We cannot help assigning meaning to the places we inhabit. We shape them with memory, with ritual, with relationships. Yet we might try to unsettle our gaze, disturbing its presumptions.
We cannot help assigning meaning to the places we inhabit. We shape them with memory, with ritual, with relationships. It’s how we get around, engage, and make sense of our world. Yet we might try to unsettle our gaze, disturbing its presumptions. Like a map, attention is exclusionary by nature; we take note of some things to the exclusion of others. But we can be open to a multiplicity of gazes and histories. True attentiveness ruptures the individual as a discrete being, tending towards something, away from oneself, both self and space constantly being remade. When searching for fruit trees, I try (perhaps naively) to look with someone else—with a future urban hunter-gatherer, all the previous passers-by who might’ve paused in the same place—and with a relation of living things around me. Openness to the openness of space. Citton again: ‘we see better because we endeavour to see with.’

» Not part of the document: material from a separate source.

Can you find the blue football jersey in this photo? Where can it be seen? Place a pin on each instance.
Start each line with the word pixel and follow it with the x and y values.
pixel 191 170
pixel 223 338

I add my local fruit tree discoveries to one of the larger public maps, limited as my knowledge may be, hoping to contribute something small to the communal feral fruit database. While these resources may be limited by the possibilities of Google’s platform, they’re still the result of large-scale attention, individual and collective. The pleasure of noticing is contagious. Alone, my private fruit map may be an elaborate way of personalising the landscape. But as part of a larger resource (guided by a common code of ethics), I have to believe there could be the glimmer of something else. I am not anywhere, but the collective effort, dispersed virtually, spreads everywhere.